We found ceiling effects (best score) for PAIN (66%), PI (76%), and PF (66%) after surgery. MICs were: PAIN, − 10; PI, − 8.8; PF, 7.2 (T-score change).

Discussion

Our results suggest that the construct validity of PROMIS-SF is acceptable in THA patients. The SF have good internal consistency, test-retest reliability and responsiveness. For PAIN and PI, MICs were larger than the corresponding SDC90 values. Some measurement property limitations were nevertheless detected.

For PF, MIC was smaller than SDC90 meaning that clinically relevant change could not be distinguished from measurement error on the individual level. Compared to OHS, all SF show 40% to 60% smaller effect sizes based on SEMagr, which means that the joint-specific OHS allows more detailed grading of patient recovery than the PROMIS-SF scales.

The high proportion of patients with best possible scores of PI and PAIN after surgery may be not critical. These scales represent unipolar constructs where the complete absence of pain or pain interference makes it difficult (yet likely less relevant) to differentiate them any further. Nevertheless, researchers should be careful in interpreting PF after surgery because of ceiling effects. This problem may be resolved by using PF CAT without substantially increasing respondent burden [20, 21]. Although confirmation of this aspect is warranted, we think it is unlikely that longer SF (i.e. 6b, 8b, 20a or 12a for people who can walk) will impact the ceiling effect because their maximum T-score is only slightly higher (59 to 66) than that of the 4-item SF (57) [9, 21]. There was also 12% of patients who went from the worst possible to best possible PI score from baseline to follow-up, which can be critical if a more detailed grading of recovery is desired.

Limitations

THA is typically associated with very high patient satisfaction. Consequently, we did not have patients in the “poor outcome” category upon dichotomisation of the GTO, and MIC could not be calculated with an anchor-based standard method using the receiver operating characteristics curve. For this reason, we adopted an alternative indirect approach using linear regression from the OHS MIC calculated in a much larger study with 82,415 THA patients [19].

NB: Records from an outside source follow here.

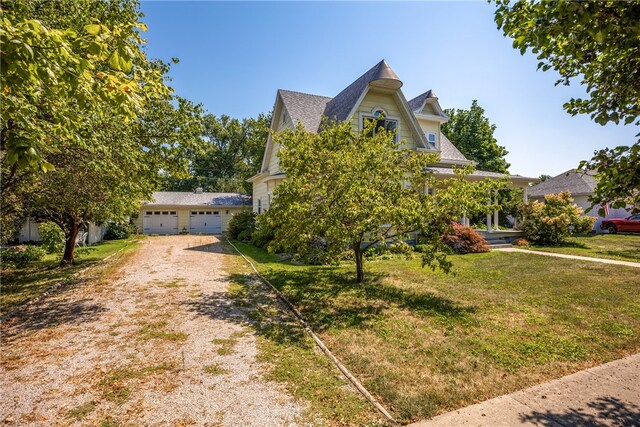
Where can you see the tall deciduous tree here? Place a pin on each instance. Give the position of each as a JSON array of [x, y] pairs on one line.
[[598, 44], [233, 153], [354, 190], [61, 61], [472, 133], [103, 144]]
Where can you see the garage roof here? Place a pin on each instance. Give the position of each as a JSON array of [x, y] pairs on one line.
[[183, 198]]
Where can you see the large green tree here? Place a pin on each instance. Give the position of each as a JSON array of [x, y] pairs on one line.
[[472, 133], [61, 61], [598, 44], [233, 153], [89, 146], [353, 190]]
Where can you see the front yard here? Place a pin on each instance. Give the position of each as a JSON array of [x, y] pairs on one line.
[[426, 342], [625, 247], [21, 285]]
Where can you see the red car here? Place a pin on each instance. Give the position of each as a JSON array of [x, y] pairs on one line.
[[614, 225]]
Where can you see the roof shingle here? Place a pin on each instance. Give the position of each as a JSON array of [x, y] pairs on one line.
[[182, 198], [577, 183]]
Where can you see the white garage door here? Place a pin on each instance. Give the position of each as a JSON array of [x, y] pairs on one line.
[[205, 222], [160, 222]]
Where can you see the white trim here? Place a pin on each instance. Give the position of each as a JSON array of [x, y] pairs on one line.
[[432, 117], [357, 104], [363, 114]]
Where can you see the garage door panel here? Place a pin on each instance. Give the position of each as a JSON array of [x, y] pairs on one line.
[[205, 222], [160, 222]]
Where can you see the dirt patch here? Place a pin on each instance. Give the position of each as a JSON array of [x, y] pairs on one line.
[[160, 344]]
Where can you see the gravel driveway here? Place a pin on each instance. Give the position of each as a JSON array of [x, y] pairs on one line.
[[155, 342]]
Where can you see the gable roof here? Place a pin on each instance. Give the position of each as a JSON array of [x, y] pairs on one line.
[[448, 151], [304, 108], [339, 107], [184, 198], [417, 102], [577, 183]]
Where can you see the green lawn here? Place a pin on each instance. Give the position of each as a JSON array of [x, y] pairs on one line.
[[426, 342], [625, 247], [22, 285]]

Only 77% of eligible patients responded at baseline and 67% at follow-up. From our internal registry quality-control procedures, we know that “lack of time” is the most common reason for not responding. From follow-up non-responders, less than 3% refused to cooperate because they were dissatisfied with their treatment, which suggests that there was no major selection bias.

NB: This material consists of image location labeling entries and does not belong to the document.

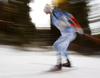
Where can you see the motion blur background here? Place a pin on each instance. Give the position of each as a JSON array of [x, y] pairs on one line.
[[24, 24]]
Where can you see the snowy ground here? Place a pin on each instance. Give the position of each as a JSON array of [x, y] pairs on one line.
[[34, 64]]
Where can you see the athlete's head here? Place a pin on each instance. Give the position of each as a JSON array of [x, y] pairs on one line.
[[47, 9]]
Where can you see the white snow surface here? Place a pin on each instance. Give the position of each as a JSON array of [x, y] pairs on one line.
[[16, 63]]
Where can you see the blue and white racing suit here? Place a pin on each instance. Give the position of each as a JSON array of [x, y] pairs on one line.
[[67, 31]]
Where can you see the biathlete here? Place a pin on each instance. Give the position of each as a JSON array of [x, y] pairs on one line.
[[68, 26]]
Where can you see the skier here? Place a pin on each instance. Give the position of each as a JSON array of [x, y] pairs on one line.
[[68, 26]]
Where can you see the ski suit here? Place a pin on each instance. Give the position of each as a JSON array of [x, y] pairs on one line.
[[67, 26]]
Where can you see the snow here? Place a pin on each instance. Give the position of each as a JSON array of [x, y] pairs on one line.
[[16, 63]]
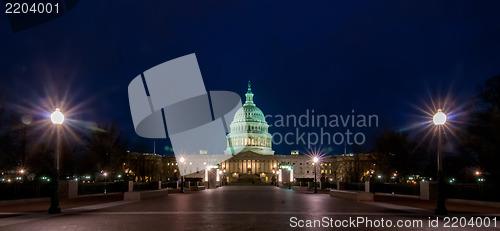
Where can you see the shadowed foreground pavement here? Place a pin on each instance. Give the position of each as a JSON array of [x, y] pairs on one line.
[[226, 208]]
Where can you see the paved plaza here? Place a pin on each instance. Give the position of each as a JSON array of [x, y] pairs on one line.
[[226, 208]]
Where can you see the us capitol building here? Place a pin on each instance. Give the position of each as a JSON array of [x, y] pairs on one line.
[[255, 160]]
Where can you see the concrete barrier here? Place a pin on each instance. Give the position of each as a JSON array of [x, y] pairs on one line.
[[68, 189], [352, 195], [428, 190], [143, 195], [299, 188]]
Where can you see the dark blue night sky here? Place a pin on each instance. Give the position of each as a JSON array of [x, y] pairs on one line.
[[332, 57]]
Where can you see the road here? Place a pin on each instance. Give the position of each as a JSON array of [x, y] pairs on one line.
[[229, 208]]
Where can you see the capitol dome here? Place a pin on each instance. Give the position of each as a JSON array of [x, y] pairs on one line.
[[249, 129]]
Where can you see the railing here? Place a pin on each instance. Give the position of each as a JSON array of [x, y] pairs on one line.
[[24, 190], [101, 187]]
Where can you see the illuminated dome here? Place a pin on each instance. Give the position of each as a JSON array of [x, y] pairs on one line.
[[249, 130]]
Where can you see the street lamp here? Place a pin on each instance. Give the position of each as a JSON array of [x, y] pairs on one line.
[[182, 182], [439, 120], [57, 119], [315, 160]]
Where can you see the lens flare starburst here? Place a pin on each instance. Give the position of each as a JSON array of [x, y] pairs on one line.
[[437, 112]]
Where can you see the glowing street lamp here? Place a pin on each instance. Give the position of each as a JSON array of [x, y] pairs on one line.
[[57, 119], [315, 160], [439, 120], [182, 160]]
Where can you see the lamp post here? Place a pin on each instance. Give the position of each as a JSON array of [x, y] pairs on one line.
[[57, 119], [182, 177], [315, 160], [439, 120]]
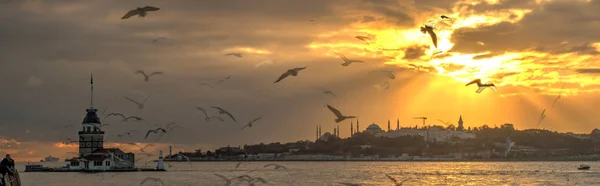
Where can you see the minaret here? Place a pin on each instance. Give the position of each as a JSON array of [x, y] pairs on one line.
[[460, 126], [161, 163], [91, 137], [351, 128]]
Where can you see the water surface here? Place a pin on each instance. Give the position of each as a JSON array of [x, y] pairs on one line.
[[328, 173]]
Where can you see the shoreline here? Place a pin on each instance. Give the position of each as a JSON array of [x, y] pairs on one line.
[[499, 160]]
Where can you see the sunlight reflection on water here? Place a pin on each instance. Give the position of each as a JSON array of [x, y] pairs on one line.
[[329, 173]]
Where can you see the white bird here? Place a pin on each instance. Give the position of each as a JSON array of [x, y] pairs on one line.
[[509, 145], [346, 60], [140, 105], [339, 116], [250, 123], [381, 87], [482, 86], [558, 97], [147, 179], [276, 166], [221, 81], [223, 111], [263, 63], [542, 117], [208, 118], [239, 55], [146, 76], [396, 181], [141, 12], [227, 180], [325, 91], [290, 72]]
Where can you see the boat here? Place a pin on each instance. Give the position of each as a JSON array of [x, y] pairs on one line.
[[583, 167], [12, 180], [50, 159]]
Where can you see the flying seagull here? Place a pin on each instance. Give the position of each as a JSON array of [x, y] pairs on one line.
[[223, 111], [221, 81], [207, 117], [338, 114], [227, 180], [429, 29], [365, 39], [146, 76], [292, 72], [140, 105], [276, 166], [542, 117], [152, 179], [346, 60], [396, 181], [482, 86], [250, 123], [234, 54], [157, 39], [142, 12], [263, 63], [157, 130], [381, 87], [558, 97], [325, 91]]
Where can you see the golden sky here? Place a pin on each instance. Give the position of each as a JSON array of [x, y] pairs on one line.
[[529, 49]]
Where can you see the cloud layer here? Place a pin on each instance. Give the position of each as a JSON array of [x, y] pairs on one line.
[[530, 49]]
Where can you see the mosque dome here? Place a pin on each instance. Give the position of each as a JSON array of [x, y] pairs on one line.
[[595, 132]]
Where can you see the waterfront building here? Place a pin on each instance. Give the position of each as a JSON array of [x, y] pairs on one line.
[[374, 129], [433, 134], [92, 154]]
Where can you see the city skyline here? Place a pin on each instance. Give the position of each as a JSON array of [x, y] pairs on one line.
[[529, 49]]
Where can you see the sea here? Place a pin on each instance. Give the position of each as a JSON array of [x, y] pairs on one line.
[[333, 173]]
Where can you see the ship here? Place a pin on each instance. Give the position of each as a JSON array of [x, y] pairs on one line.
[[50, 159]]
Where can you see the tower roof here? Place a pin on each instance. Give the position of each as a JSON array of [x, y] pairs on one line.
[[91, 116]]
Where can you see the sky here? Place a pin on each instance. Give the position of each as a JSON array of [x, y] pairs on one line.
[[529, 49]]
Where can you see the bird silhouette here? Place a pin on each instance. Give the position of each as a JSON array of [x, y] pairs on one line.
[[542, 117], [223, 111], [147, 179], [346, 60], [482, 86], [141, 12], [429, 29], [208, 85], [381, 87], [221, 81], [239, 55], [227, 180], [290, 72], [208, 118], [275, 166], [339, 116], [558, 97], [325, 91], [157, 130], [158, 39], [140, 105], [250, 123], [396, 181], [146, 76]]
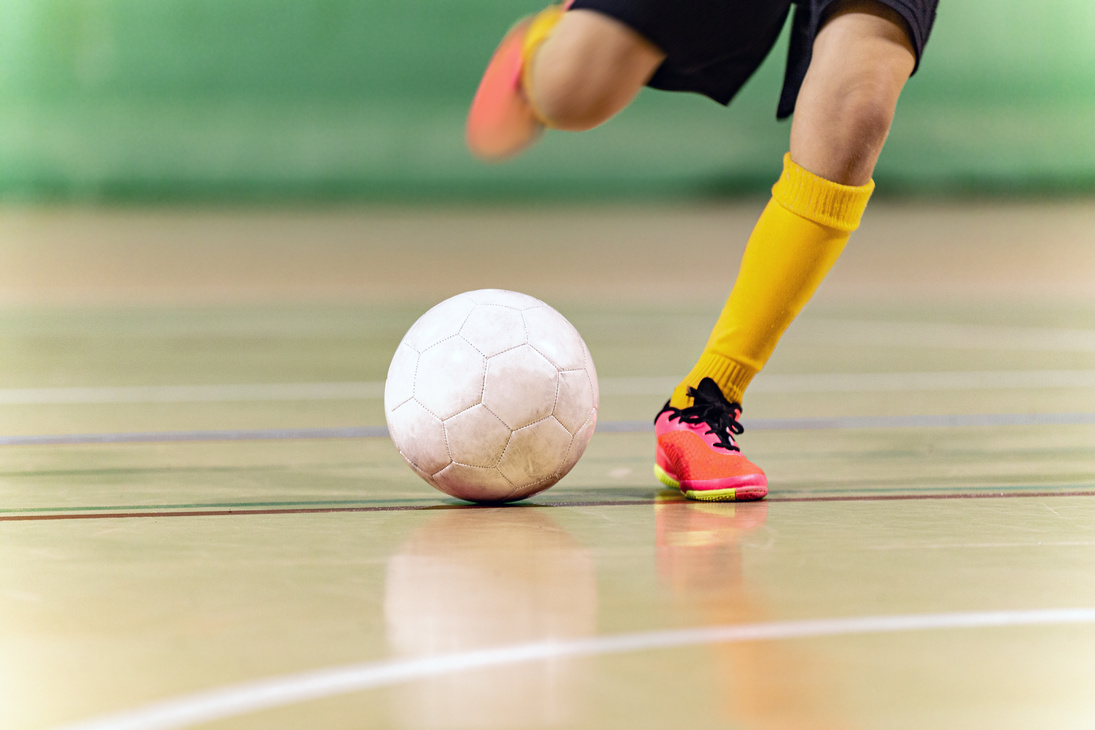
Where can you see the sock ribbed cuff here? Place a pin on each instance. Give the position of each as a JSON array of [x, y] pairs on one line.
[[820, 200], [732, 377]]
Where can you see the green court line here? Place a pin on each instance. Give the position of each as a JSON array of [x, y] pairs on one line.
[[569, 497]]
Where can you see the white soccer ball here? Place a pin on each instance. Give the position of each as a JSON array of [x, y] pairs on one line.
[[492, 396]]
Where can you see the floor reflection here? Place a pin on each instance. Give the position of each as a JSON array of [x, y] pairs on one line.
[[477, 578], [759, 685]]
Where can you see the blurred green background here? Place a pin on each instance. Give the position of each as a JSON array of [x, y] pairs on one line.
[[174, 100]]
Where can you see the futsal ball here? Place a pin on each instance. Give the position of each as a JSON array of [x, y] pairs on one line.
[[492, 396]]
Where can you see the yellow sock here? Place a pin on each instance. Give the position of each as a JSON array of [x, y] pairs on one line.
[[796, 241], [539, 31]]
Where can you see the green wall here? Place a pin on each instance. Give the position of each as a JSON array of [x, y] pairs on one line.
[[365, 100]]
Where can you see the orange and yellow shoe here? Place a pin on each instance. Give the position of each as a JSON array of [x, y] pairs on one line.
[[502, 122], [696, 452]]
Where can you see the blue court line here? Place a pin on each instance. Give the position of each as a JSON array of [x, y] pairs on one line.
[[607, 427]]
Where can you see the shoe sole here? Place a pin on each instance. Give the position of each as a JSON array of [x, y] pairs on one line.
[[741, 493]]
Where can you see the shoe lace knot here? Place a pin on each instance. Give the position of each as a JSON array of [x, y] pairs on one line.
[[711, 407]]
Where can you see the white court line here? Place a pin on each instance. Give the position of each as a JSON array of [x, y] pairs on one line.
[[868, 382], [278, 692]]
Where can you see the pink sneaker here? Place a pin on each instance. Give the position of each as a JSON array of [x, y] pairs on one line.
[[500, 122], [696, 452]]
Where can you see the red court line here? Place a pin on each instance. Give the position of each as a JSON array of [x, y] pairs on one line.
[[621, 502]]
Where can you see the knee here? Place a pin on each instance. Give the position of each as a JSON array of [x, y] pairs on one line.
[[849, 97], [860, 118]]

Unidimensionality of the SF scale structure was not assessed, due to existing reports and guidelines of the development of PROMIS item banks [1, 22, 23]. The unidimensionality of the PF and PI item banks has been reported previously [8, 24].

Conclusion

Our results provide some evidence of construct validity, and acceptable reliability and responsiveness of PROMIS-SF for pain and function in THA patients. The SF can thus be considered as acceptable as another common static instrument (i.e. OHS) for use in these patients, although improvement in PF might be underestimated due to the large follow-up PF score ceiling effects.